Director Mary ("American Psycho") Harron has a good eye for period detail, particularly in the wild party scenes, and she's done her research awfully well. The film sticks close to the historical record. In a few scenes she even mimics the fast-editing style of Warhol's little-seen late '60s films--a neat homage that will probably be lost on the average viewer.
The supporting cast is uniformly superb. Stephen Dorff is rather scarily convincing as the drag queen Candy Darling; Michael Imperioli captures the brusque, quick-witted charm that made Ondine one of Warhol's biggest "stars." But it's clear that our sympathies are supposed to lie with Solanas.
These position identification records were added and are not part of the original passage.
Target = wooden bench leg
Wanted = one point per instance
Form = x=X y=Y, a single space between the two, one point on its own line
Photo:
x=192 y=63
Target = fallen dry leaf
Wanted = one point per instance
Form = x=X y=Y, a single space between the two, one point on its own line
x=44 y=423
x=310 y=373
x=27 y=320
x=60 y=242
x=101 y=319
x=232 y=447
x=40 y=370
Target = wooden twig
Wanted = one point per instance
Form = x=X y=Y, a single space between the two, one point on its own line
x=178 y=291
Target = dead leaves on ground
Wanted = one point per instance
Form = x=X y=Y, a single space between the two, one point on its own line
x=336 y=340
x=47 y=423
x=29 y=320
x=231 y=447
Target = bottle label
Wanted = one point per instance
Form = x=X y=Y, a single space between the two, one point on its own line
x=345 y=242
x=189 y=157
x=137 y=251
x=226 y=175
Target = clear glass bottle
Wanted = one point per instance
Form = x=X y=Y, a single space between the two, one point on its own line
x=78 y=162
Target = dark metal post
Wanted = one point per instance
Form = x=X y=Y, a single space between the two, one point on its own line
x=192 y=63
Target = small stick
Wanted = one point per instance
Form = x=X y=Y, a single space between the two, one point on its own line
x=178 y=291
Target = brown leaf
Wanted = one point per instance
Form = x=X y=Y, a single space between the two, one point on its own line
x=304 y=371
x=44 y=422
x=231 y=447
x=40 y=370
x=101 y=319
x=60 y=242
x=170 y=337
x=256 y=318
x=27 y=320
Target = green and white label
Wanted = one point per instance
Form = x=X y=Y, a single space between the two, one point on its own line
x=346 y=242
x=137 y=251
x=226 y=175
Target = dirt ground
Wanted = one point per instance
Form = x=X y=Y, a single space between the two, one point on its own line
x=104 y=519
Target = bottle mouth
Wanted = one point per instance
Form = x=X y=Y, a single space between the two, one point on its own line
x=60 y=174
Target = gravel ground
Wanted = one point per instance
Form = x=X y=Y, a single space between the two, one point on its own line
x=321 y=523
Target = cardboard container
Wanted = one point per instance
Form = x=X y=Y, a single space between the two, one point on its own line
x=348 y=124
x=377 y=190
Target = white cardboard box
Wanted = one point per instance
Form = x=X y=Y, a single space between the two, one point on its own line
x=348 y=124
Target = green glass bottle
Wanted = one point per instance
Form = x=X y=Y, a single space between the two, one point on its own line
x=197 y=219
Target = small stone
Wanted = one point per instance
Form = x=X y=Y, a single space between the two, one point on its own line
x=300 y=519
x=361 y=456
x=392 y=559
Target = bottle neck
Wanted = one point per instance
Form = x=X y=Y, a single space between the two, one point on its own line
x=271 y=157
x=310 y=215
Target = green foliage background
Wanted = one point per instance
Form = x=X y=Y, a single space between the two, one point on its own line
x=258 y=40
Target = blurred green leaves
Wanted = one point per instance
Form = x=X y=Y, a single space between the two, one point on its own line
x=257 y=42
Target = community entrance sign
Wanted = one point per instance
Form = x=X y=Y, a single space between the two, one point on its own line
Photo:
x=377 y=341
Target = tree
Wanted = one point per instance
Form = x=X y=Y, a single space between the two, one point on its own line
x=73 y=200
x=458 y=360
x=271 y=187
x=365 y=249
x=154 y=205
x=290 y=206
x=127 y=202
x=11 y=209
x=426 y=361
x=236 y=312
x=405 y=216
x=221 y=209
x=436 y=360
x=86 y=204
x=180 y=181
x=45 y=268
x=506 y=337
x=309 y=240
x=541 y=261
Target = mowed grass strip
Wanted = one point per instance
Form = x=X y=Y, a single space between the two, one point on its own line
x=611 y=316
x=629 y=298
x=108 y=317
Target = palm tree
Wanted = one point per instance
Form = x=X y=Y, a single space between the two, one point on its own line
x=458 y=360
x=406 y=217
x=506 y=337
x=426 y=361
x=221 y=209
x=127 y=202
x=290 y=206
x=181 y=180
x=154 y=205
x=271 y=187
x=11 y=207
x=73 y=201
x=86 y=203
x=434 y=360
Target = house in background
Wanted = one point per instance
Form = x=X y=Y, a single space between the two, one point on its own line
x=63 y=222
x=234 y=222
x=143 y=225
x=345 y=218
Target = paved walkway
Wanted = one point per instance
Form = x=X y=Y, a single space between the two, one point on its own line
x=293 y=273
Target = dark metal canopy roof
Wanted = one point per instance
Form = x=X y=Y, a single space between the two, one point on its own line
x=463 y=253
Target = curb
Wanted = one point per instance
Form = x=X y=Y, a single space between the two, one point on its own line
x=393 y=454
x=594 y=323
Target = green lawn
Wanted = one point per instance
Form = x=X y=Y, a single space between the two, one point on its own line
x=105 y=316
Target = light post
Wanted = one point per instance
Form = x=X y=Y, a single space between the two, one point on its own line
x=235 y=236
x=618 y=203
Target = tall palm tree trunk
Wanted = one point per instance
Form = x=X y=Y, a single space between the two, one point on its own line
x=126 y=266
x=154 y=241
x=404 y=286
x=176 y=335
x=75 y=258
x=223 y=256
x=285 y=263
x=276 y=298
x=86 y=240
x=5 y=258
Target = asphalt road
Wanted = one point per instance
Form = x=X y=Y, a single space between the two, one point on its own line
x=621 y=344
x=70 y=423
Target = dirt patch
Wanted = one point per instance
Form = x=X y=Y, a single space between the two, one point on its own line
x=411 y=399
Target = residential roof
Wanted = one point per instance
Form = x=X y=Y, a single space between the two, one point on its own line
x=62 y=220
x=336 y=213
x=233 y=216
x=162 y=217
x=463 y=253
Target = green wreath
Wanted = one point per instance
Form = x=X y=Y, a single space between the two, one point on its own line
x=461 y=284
Harron betrays some bias in her interpretation of events (we never hear that Solanas avoided serious prison time because Warhol, here portrayed as a boogeyman, refused to testify against her), but she manages to turn her heroine into something more than merely a loose cannon with a questionable cause.It's a laudable recreation of an era and a long-gone subculture, and perhaps the best epitaph that a half-mad radical feminist could hope for.